Il veut garder les pieds sur terre. Pas d’exportations prévues pour l’instant. Autofinancement sur toute la ligne, quitte à y mettre ses économies, son deuxième pilier. Dans un premier temps, Bruno Chevrey vise environ huit unités par année. Mais si la version modeste du plan décolle, il faudra peut-être s’organiser différemment. Pour l’instant, ce n’est à pas à l’ordre du jour.

La communication par Instagram marche bien – grâce à sa fille qui fait résonner pour lui les réseaux sociaux. «Mon site n’est pas encore top, reconnaît-il. Il manque pas mal de choses à voir et de détails techniques. Mais au moins, il est cohérent avec le projet.»

Un Combin à huit places

Le nom des modèles dit son amour des sommets. Le «Niesen» est prévu pour trois à cinq personnes: avec ses 800 litres, il mesure 1,85 mètres de long. Plus ambitieux, le «Combin» peut accueillir jusqu’à huit personnes (1800 litres et 2,85 m). Entre les deux, on trouve le «Wildhorn» pour quatre à six personnes (1200 litres et 2,45 m).

À cela s’ajoute une gamme d’accessoires allant de la couverture isolante à la tablette apéro-fondue, le petit banc, la cascade et le marquage laser.

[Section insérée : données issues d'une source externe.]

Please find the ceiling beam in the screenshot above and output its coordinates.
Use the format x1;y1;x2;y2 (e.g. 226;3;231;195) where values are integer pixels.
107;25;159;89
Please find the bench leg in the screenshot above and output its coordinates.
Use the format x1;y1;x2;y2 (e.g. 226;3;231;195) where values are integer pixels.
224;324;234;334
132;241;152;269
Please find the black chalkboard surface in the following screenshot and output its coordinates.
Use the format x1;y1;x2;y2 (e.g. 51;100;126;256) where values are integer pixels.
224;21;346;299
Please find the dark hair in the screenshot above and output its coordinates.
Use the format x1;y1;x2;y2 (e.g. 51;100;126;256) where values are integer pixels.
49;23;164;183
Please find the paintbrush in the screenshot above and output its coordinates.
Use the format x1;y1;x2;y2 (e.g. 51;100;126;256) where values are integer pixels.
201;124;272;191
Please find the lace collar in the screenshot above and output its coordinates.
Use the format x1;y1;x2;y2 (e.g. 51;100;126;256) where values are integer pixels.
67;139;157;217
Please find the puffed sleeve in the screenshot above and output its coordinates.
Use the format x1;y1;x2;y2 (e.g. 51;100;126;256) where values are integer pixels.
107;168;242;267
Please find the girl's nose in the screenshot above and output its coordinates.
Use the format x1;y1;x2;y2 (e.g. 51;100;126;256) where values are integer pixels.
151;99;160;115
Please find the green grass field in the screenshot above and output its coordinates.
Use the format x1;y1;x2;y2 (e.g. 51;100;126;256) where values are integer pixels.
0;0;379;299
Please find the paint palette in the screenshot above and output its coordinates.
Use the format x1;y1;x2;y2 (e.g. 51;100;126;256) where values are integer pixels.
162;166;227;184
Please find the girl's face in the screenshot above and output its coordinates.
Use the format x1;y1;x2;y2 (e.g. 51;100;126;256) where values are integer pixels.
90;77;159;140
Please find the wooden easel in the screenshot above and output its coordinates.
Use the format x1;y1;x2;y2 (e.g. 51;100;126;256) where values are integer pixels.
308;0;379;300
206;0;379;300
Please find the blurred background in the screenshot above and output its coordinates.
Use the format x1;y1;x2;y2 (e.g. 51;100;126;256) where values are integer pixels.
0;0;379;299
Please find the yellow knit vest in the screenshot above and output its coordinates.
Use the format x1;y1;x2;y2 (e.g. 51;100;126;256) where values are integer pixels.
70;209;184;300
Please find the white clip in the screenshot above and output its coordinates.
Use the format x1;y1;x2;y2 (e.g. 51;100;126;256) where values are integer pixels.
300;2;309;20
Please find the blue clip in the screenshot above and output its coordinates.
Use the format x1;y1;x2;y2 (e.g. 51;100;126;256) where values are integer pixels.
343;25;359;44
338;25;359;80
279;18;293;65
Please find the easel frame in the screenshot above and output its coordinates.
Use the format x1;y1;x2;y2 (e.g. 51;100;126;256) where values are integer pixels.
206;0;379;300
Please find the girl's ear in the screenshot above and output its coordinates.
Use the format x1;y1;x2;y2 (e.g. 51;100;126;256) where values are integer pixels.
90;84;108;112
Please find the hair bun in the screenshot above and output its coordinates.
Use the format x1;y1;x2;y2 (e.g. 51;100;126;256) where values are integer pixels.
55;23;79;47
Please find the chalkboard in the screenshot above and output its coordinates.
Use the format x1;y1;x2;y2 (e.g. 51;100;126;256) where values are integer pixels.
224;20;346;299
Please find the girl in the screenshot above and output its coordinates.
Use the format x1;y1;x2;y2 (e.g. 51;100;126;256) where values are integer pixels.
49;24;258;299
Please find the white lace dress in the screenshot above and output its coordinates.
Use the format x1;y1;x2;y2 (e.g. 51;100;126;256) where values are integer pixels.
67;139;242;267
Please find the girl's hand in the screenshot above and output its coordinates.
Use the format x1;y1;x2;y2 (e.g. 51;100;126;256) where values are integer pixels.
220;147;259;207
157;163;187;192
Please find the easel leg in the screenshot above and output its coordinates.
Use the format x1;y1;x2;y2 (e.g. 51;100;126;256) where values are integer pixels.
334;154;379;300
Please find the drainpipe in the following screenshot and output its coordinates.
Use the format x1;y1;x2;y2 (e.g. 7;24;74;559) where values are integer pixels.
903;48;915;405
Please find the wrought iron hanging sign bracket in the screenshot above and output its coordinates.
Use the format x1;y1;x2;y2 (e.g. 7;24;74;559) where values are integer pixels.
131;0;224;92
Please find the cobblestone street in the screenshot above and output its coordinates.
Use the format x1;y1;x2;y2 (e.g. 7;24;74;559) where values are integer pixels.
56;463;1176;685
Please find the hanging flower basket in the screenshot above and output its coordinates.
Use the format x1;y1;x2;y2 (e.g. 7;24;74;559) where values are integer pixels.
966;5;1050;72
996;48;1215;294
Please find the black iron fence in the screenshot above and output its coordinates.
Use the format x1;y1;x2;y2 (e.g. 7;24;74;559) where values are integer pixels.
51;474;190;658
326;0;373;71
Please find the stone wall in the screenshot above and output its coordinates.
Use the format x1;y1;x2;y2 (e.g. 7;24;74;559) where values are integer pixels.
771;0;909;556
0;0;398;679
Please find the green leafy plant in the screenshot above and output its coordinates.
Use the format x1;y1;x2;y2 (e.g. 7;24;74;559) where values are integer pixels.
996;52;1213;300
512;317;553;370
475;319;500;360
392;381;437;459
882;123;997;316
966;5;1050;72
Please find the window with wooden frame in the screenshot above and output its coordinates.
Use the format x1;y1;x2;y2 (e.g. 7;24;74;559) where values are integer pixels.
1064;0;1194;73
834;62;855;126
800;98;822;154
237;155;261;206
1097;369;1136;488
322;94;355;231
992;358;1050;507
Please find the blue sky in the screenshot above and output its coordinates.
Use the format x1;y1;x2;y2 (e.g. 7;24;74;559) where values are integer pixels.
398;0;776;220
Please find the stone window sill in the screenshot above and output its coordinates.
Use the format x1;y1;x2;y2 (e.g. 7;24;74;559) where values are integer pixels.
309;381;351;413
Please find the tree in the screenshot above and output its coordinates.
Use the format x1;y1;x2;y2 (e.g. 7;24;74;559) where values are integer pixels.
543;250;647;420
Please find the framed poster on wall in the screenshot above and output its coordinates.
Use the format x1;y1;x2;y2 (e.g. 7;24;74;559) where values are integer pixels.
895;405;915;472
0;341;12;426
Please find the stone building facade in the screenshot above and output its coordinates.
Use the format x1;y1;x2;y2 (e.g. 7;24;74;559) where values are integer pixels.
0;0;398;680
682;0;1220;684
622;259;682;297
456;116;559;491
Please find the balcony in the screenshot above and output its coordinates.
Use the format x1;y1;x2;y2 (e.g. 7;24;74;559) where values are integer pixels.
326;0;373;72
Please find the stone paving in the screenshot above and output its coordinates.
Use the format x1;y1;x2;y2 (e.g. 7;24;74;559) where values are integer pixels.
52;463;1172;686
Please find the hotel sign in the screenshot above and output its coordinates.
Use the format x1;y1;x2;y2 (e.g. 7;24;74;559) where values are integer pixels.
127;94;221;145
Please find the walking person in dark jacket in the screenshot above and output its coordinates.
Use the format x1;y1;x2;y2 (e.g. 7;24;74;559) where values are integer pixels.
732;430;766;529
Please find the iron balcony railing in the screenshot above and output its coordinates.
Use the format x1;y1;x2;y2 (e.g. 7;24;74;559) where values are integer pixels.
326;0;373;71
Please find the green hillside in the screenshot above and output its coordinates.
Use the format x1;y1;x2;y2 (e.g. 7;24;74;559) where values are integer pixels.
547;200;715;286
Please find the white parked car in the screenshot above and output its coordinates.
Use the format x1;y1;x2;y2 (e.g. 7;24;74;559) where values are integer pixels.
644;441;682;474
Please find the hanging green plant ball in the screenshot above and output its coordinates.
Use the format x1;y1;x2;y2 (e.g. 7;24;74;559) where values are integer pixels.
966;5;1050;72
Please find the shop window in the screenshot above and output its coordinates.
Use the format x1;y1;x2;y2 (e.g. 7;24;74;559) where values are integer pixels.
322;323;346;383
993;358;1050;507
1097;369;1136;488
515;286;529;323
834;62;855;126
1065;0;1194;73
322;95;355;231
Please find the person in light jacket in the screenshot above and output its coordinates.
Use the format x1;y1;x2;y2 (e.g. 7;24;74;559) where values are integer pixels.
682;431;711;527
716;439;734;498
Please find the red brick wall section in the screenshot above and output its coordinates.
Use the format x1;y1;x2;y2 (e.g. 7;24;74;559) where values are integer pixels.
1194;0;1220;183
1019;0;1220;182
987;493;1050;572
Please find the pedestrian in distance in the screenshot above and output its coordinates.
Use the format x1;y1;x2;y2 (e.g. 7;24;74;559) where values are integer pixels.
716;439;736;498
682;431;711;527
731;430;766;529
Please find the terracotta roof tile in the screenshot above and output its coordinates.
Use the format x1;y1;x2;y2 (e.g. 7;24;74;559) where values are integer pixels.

Sans oublier des aménagements possibles, terrasse, couvert, vestiaires, bûcher, muret de pierre et éclairages spéciaux. «On peut même ajouter un sauna et un brasero», pétille-t-il.

Un petit bijou qui vient d’être lancé avec amour pour les amoureux du bois et de la chose bien fabriquée entièrement en Suisse. Et qui sont prêts à mettre le prix. Soit grosso modo dans une fourchette comprise entre douze et vingt mille francs.